When the formulation according to one aspect of the present invention is a solution or emulsion, a solvent, solvating agent or emulsifying agent is used as the carrier component, such as water, ethanol, isopropanol, ethyl carbonate, ethyl acetate, benzyl alcohol, benzyl benzoate, Fatty acid esters of propylene glycol, 1,3-butylglycol oil, glycerol aliphatic esters, polyethylene glycols or sorbitan.

When the formulation according to one aspect of the invention is a suspension, the carrier component is water, a liquid diluent such as ethanol or propylene glycol, a suspending agent such as ethoxylated isostearyl alcohol, polyoxyethylene sorbitol ester and polyoxyethylene sorbitan ester. , Microcrystalline cellulose, aluminum metahydroxy, bentonite, agar or tracant and the like can be used.

When the dosage form according to one aspect of the present invention is a surfactant-containing cleansing agent, as a carrier component, an aliphatic alcohol sulfate, an aliphatic alcohol ether sulfate, a sulfosuccinic acid monoester, isethionate, an imidazolinium derivative, methyltaurate, and sarcosy Nates, fatty acid amide ether sulfates, alkylamidobetaines, aliphatic alcohols, fatty acid glycerides, fatty acid diethanolamides, vegetable oils, linolin derivatives or ethoxylated glycerol fatty acid esters and the like can be used.

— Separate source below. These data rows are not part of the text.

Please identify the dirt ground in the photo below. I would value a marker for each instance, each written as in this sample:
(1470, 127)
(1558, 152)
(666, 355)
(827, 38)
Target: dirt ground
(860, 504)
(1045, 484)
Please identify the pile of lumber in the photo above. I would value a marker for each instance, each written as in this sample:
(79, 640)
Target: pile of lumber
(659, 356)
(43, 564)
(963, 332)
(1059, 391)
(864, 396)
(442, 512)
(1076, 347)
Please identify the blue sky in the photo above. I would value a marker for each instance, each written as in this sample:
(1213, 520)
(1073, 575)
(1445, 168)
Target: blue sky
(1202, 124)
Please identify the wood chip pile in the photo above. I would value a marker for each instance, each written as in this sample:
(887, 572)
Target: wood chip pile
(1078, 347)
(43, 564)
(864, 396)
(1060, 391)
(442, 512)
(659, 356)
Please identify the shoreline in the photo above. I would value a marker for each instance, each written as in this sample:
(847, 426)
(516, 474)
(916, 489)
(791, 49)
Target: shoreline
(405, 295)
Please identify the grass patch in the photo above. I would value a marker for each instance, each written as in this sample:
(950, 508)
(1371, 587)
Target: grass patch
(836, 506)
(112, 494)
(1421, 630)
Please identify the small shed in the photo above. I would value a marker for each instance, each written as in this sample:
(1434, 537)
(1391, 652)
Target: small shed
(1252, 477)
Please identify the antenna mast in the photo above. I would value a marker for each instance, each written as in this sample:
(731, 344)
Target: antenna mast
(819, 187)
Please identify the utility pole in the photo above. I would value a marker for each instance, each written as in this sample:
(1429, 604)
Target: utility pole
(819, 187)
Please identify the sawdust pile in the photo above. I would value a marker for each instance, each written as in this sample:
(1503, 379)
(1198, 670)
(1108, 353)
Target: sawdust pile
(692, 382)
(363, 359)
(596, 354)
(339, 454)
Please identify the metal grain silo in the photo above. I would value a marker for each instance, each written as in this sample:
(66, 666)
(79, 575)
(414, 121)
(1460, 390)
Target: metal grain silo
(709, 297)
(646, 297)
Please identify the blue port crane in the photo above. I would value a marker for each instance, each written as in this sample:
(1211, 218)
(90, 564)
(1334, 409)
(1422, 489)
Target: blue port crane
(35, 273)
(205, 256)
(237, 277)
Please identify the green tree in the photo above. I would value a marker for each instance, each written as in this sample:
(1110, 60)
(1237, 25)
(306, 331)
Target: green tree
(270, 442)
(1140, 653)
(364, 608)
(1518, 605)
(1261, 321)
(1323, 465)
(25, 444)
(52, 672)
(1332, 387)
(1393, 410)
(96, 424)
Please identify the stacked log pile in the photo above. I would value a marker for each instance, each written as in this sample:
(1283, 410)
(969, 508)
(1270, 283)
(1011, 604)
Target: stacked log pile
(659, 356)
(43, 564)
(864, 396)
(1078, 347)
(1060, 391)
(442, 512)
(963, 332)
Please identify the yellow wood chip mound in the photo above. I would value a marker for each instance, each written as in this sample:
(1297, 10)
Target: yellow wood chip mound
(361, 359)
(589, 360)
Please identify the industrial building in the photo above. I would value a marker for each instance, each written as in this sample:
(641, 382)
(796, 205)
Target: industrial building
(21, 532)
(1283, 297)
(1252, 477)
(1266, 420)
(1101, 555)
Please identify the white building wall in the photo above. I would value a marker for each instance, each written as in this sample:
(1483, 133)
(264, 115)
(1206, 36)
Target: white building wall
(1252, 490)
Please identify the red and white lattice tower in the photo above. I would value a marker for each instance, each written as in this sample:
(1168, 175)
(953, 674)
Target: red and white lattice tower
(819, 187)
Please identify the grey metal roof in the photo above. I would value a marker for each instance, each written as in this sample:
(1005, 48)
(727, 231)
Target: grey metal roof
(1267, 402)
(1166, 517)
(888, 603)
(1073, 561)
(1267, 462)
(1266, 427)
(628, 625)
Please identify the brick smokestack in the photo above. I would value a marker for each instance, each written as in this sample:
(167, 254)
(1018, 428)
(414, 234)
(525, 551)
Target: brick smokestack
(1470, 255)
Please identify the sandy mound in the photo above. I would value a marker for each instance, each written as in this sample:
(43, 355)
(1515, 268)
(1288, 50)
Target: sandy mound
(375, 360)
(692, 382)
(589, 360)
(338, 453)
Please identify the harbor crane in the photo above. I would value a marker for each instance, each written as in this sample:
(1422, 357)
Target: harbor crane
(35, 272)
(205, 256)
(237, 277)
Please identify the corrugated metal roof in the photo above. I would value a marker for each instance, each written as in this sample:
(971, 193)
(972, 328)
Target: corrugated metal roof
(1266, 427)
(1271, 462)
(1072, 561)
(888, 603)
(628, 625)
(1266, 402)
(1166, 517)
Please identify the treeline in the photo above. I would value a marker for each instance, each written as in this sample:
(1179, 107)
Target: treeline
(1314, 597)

According to another aspect of the invention, the composition may be a composition for skin whitening which is a food or health food composition.

The food or health food composition may be in a liquid or solid dosage form, for example, various foods, beverages, gums, teas, vitamin complexes, health functional foods, health supplements, and the like, powders, granules, tablets, It can be used in the form of a capsule or a beverage. In addition to the active ingredient, the food composition of each formulation may be appropriately selected and blended by those skilled in the art according to the formulation or purpose of use, in addition to the active ingredient, and synergistic effects may occur when applied simultaneously with other raw materials.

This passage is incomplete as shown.